Tamerlane: I wasn’t clear. Sorry. You are correct that 1870 was when the West began to become “civilized”. Cattle drives were, after all, commerce; and they would not have been possible had the U.S. government not undertaken their program of genocide against the native population. The fact that people were able to engage in such commerce in relative safety would indicate that the West was being tamed.
What I meant was that the “Wild West” most people are familiar with from Hollywood was the cattle drive era. Yes, there was the Gold Rush (many people did not come overland, BTW – they arrived by ship) and the trappers. But at that time the “West” – Texas, Missouri, the Oklahoma Territory, etc. was pretty much unsettled.

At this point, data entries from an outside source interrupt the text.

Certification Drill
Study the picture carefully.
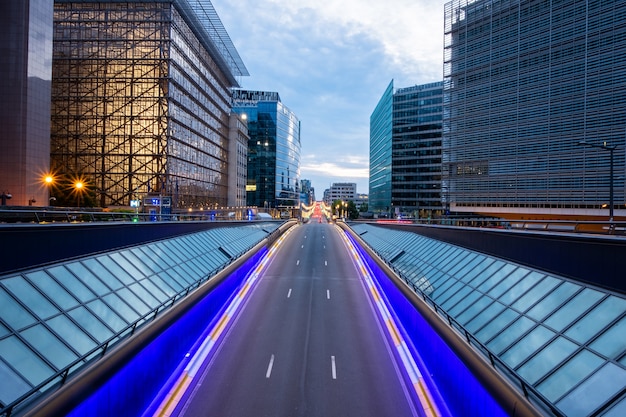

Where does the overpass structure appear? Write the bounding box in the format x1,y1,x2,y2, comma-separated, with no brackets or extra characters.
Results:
0,216,624,416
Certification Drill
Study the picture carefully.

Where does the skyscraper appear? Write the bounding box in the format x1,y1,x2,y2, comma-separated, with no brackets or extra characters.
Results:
370,80,443,217
0,0,54,207
369,81,394,213
392,82,443,217
232,90,301,212
443,0,626,221
51,0,248,209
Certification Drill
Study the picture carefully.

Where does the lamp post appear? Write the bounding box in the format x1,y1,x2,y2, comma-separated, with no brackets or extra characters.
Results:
578,140,617,223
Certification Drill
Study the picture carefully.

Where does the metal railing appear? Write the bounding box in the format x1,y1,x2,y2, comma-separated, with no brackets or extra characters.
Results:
0,208,279,224
360,242,566,417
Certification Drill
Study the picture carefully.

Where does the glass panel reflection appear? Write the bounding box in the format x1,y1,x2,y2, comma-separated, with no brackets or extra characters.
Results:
21,324,78,369
0,336,54,386
517,336,577,384
3,276,59,320
26,270,79,310
0,287,37,330
589,315,626,360
537,349,603,402
565,296,626,344
67,306,114,343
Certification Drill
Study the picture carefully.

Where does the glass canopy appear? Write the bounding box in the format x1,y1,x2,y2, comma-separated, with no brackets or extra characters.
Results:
350,223,626,417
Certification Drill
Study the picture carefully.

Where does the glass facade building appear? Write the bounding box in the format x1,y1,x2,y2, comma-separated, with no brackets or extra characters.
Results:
369,80,394,213
352,223,626,417
443,0,626,219
51,0,248,209
232,90,301,211
0,0,54,207
392,82,443,217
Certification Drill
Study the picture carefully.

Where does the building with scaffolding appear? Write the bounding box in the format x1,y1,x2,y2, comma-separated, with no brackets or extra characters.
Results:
51,0,248,209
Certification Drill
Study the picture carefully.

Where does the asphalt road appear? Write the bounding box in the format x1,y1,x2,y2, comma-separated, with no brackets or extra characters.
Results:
177,220,420,417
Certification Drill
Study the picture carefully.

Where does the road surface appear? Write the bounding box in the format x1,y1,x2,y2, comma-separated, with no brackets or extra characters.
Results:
176,220,420,417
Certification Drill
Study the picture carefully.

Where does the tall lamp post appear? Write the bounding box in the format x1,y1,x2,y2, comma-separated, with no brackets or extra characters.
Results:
578,140,617,223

You mentioned that the TC Railroad was completed in 1869. Close enough to 1870. Indeed, the railroad was one of the reasons there were cattle drives. Ranchers in Texas could drive their cattle north to Abilene or Dodge and load them onto trains for processing in Chicago.
Most of the Hollywood Westerns take place between 1873 and 1881. So the “Wild West” that people think of, as opposed to the “Frontier West”, was during this era. When people talk about the “Wild West”, they’re generally talking about Dodge City, Matt Dillon, Bonanza, Rio Bravo – the 1870s. The shootout at the OK Corral took place in 1881.
So you’re right that 1870 was when civilization really started to take hold, but that’s also pretty close to the start of the “Wild West”. After all, you can’t give someone 10 minutes to get out of town when there isn’t a town.